- Directed by: Guy-Roger Duvert
- Written by: Guy-Roger Duvert
- Starring: Mike Dopud; Jochen Hägele; Maximilien Poullein; Kaya Blocksage; Jane Badler;
- Production company: Lidderdalei Productions
- Release date: June 4, 2016 (Dances with Films Festival);
- Running time: 92 minutes
- Country: United States

= Virtual Revolution =

Virtual Revolution (also known as 2047: Virtual Revolution) is a 2016 independent cyberpunk film directed and written by Guy-Roger Duvert in his directorial debut, and starring Mike Dopud, Jane Badler, Jochen Hägele and Maximilien Poullein. The film is set in a dystopian Neo Paris in which people have embraced virtual reality completely.

==Plot==
In 2047, more than 75% of the population, known as the Connected, spend the majority of their lives living in online virtual games (called verses). The world is dominated by a few corporations, and politicians are happy to keep the masses docile through online games. After 148 gamers are killed in a computer virus attack perpetrated by terrorist group Necromancers, Synternis Corporation operative Dina hires shadow agent Nash to track and eliminate the attackers. Nash spends half his time online and is haunted by the death of his love Helena in a virus attack a few years back. Nash recruits a hacker, Morel, Helena's brother, to hack security video from Interpol servers. Synternis covers up the attack to avoid any involvement of Interpol. Nash infiltrates a Necromancer cell by taking over the online avatar of one of their members. There he learns that the goal of Necromancers is to break people out of virtual reality by any means. Morel's hacking attempts draw the attention of Interpol, which leads to Interpol intimidating him. Nash is ambushed at his flat by Camylle, leader of the Necromancers. She tells him that Synternis Corporation is responsible for the death of Helena, as they first developed the virus capable of killing players while online.
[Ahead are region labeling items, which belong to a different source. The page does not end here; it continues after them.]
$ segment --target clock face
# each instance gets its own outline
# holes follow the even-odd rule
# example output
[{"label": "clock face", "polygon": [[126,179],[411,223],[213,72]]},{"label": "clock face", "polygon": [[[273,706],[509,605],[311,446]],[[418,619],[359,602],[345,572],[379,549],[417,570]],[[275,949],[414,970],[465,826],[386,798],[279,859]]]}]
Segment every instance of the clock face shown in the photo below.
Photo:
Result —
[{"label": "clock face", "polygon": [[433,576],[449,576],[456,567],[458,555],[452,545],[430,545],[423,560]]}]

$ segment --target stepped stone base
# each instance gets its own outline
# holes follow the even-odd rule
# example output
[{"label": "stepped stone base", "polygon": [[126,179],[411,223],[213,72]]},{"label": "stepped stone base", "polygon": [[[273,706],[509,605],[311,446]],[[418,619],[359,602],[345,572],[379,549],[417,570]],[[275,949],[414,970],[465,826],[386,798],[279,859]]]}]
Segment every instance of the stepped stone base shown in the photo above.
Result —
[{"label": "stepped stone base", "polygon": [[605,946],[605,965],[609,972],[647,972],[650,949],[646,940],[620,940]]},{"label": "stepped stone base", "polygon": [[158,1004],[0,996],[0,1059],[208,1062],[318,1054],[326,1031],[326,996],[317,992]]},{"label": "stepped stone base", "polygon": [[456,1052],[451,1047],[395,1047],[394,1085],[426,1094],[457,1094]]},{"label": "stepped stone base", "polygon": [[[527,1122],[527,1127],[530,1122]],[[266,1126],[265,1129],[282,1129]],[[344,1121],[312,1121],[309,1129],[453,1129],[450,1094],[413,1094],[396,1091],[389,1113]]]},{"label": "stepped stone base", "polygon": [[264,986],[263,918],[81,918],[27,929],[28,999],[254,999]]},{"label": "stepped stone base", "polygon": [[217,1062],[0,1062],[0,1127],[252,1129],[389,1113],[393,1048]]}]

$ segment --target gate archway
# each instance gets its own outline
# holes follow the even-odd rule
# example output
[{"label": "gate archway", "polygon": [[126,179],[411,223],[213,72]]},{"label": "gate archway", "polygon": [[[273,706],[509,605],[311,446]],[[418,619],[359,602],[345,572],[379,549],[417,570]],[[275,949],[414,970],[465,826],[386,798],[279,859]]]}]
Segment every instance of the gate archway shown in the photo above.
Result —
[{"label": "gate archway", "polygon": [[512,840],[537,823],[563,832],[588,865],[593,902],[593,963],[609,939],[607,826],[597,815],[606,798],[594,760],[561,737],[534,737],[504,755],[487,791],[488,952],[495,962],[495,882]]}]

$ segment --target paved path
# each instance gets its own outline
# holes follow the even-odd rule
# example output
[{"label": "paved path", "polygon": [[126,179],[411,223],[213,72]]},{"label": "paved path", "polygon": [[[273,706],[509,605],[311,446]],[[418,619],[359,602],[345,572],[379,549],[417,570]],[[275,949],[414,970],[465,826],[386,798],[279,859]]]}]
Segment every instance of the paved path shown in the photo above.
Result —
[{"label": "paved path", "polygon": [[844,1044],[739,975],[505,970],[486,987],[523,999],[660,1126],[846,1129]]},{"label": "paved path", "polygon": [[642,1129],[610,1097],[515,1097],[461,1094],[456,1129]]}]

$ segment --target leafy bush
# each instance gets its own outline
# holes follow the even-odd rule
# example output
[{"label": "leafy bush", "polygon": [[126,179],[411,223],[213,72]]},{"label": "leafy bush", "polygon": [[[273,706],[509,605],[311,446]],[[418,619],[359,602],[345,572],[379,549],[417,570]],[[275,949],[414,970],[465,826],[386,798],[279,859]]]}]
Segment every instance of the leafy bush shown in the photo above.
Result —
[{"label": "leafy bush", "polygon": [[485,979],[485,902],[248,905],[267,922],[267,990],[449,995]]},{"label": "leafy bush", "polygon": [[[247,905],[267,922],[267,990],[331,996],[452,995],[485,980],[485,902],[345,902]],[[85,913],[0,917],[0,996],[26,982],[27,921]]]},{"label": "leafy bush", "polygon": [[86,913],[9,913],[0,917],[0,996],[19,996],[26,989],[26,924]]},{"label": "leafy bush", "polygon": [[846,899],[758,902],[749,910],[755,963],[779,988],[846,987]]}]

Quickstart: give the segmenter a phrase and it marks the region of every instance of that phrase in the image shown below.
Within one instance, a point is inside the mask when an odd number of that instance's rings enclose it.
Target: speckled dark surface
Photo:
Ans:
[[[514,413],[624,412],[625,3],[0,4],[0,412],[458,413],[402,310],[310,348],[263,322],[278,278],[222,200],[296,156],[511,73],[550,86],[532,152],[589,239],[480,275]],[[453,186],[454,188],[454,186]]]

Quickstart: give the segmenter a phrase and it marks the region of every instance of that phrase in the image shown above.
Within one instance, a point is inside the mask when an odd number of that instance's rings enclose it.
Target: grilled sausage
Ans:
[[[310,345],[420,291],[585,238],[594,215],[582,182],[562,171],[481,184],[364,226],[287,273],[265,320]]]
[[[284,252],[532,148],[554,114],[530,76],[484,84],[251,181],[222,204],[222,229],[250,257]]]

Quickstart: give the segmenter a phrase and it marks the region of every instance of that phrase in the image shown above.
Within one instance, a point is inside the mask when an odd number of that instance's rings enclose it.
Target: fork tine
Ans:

Camylle asks Nash to help in her plan to free everyone by injecting the virus into a server at Synternis headquarters. This virus will systematically shut down all the verses, forcing people to confront the real world. Nash contemplates whether it is wise to force the unwilling populace into freedom. Before they can shut down the servers, a furious mob lynches the necromancers. Dina severs all the ties between Synternis and Nash. She also claims that he was misled; the virus that killed Helena was launched by the Necromancers, and Helena was a Synternis mole working inside the Necromancers. He does not know which version to believe. To escape his painful memories, Nash becomes one of the Connected and uses his fortune to add features and comforts to his online avatar. He reasons that since his brain can not distinguish between real and virtual, the online life is as good as real.

==Cast==
- Mike Dopud as Nash
- Jane Badler as Dina
- Jochen Hägele as Stilson
- Maximilien Poullein as Morel
- Kaya Blocksage as Camylle
- Petra Silander as Kate
- Nicolas van Beveren as Jon
- Elie Haddad as Camille

== Reception ==
Rotten Tomatoes, a review aggregator, reports that 40% of five surveyed critics gave the film a positive review; the average rating is 6/10. Justin Lowe of The Hollywood Reporter criticized what he felt was a "consistently derivative plotline". Lowe said Duvert put too much emphasis on visuals at the expense of a memorable characters or concepts. Robert Abele of the Los Angeles Times called it "ambitious but leaden", criticizing the acting and plot.